Hi, I’m trying to use Sagemaker’s Batch Transform utility in order to perform LLM inference using a LLAMA-3 8B-Instruct Model.
import sagemaker
import boto3
from sagemaker.huggingface import HuggingFaceModel, get_huggingface_llm_image_uri
import json
generate_parameters = {
'temperature': '0.6',
'top_p': '0.9',
'do_sample': 'True',
'max_new_tokens': '256',
'return_full_text': 'False' # This ensures the input text is not included in the output
}
# hub.update({'HF_PARAMETERS': json.dumps(generate_parameters)})

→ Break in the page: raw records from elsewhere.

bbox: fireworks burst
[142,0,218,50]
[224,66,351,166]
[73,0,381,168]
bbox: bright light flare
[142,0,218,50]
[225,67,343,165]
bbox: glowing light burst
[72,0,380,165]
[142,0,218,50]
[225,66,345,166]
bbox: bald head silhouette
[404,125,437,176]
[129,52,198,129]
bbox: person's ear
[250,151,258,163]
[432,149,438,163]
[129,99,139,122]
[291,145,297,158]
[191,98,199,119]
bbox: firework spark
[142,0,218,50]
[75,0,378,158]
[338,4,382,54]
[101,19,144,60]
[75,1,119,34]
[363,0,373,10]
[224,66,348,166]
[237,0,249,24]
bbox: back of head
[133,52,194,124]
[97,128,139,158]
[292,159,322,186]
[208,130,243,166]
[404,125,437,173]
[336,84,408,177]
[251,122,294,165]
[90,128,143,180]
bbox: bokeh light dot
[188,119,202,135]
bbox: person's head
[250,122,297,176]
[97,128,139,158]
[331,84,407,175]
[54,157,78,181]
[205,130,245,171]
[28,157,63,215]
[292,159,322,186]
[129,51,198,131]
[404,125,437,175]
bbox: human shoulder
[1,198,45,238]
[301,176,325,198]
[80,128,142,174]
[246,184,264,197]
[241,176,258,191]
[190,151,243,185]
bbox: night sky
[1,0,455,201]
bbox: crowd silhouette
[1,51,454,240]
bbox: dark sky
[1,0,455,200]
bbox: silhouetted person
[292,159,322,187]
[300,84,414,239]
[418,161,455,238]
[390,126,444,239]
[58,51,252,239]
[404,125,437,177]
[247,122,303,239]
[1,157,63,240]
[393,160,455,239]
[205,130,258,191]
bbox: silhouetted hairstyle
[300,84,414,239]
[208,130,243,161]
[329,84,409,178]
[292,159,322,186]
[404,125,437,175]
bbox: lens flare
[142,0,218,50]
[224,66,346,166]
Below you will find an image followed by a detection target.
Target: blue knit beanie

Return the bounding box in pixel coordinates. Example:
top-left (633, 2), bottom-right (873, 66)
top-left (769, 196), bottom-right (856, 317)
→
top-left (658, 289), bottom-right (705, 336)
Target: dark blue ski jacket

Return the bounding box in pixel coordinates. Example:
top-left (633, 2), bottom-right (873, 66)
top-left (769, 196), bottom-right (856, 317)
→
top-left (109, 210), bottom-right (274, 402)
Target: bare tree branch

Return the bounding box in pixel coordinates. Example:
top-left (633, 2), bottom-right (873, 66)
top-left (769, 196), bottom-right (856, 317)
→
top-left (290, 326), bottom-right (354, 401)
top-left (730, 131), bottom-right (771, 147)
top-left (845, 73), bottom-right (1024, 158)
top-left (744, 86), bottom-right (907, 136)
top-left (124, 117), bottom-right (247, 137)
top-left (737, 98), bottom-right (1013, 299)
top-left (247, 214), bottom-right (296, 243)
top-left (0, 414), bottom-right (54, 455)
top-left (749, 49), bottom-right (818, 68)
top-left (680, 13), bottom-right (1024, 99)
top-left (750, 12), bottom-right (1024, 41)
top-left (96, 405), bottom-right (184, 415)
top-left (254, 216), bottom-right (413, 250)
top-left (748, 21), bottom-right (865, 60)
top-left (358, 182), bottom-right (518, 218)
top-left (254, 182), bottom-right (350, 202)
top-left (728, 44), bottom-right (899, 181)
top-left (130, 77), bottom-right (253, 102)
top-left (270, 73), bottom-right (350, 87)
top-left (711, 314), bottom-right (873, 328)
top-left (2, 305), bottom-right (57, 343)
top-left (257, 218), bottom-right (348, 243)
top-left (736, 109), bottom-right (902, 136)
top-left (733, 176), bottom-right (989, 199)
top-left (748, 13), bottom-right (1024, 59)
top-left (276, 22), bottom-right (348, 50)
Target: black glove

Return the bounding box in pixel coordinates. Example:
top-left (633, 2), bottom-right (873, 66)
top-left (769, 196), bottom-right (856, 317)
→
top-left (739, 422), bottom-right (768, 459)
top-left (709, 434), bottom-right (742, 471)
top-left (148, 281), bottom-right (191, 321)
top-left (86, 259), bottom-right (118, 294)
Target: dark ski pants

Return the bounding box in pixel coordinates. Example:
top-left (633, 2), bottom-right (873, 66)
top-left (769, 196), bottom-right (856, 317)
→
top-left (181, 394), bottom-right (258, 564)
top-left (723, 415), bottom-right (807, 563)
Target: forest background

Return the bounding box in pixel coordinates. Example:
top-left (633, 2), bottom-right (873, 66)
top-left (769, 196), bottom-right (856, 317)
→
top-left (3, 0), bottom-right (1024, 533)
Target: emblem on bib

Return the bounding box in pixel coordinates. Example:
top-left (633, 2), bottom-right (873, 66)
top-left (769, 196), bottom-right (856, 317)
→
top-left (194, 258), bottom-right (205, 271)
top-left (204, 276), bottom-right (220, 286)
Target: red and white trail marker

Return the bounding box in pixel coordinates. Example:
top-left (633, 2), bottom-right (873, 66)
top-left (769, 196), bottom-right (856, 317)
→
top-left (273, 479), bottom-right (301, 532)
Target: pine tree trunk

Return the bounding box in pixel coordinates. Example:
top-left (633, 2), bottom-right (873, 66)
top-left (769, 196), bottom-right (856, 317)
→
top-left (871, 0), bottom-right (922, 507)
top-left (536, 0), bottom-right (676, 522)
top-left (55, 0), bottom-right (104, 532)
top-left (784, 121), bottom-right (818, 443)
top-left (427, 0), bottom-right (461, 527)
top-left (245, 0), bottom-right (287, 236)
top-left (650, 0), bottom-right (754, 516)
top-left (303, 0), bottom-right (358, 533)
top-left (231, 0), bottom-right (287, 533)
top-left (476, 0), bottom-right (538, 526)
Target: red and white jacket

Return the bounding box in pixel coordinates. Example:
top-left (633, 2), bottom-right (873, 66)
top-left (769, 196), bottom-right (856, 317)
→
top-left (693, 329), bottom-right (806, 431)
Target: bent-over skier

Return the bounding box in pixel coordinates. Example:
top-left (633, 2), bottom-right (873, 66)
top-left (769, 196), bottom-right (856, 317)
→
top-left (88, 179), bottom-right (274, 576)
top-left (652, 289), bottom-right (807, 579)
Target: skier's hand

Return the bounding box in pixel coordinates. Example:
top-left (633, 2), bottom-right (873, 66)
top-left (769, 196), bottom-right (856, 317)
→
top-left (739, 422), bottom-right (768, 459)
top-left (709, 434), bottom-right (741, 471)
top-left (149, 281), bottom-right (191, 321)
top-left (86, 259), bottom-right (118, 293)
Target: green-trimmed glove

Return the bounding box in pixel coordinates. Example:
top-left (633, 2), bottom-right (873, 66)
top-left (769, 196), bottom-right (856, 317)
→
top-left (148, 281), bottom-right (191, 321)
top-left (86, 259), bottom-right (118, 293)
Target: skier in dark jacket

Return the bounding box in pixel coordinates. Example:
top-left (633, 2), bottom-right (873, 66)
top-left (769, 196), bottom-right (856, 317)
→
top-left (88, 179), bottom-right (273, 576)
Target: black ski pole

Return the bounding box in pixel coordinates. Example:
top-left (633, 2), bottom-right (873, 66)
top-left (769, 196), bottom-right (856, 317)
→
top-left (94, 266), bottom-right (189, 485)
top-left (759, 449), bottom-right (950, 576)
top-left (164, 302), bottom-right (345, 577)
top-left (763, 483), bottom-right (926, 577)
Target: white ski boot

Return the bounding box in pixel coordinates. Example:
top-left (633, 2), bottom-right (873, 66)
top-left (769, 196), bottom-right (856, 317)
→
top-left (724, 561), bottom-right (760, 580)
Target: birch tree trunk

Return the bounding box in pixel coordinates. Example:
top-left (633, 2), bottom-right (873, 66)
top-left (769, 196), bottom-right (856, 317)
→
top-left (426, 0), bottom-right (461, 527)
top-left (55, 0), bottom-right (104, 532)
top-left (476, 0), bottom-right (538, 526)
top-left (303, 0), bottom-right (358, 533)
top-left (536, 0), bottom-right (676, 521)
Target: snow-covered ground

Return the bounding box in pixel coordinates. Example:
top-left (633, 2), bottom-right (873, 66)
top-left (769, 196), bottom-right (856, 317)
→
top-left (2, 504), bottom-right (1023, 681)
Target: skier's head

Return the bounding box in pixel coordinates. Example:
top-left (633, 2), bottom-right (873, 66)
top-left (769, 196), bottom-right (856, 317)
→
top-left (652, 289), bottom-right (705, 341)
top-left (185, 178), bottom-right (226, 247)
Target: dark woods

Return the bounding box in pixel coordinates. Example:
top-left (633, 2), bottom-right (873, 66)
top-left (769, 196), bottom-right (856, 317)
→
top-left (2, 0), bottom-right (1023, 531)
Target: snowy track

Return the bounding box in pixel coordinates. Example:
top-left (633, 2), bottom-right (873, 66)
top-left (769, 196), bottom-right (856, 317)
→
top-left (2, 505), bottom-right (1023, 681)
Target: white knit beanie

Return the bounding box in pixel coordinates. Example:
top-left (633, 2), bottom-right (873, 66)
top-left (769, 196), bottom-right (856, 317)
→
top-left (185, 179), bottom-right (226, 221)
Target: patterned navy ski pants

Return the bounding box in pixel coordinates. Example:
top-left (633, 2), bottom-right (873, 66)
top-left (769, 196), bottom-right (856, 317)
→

huggingface_model = HuggingFaceModel(
env=hub, # configuration for loading model from Hub
role=role,
image_uri=get_huggingface_llm_image_uri("huggingface", version="2.0.2"),
)
batch_job = huggingface_model.transformer(
instance_count=1,
instance_type='ml.g5.2xlarge',
output_path=s3_output_data_path,
strategy='SingleRecord',
env = generate_parameters # Max payload size in MB
)
batch_job.transform(
data=s3_input_data_path,
content_type='application/json',
split_type='Line'
)
No matter what I do, I just can’t get this to properly set the LLM parameters. The temperature, top_p, etc. are all just defaulted to None.
I’d appreciate it if someone could maybe take a look at this and see if I’m passing the params in wrong?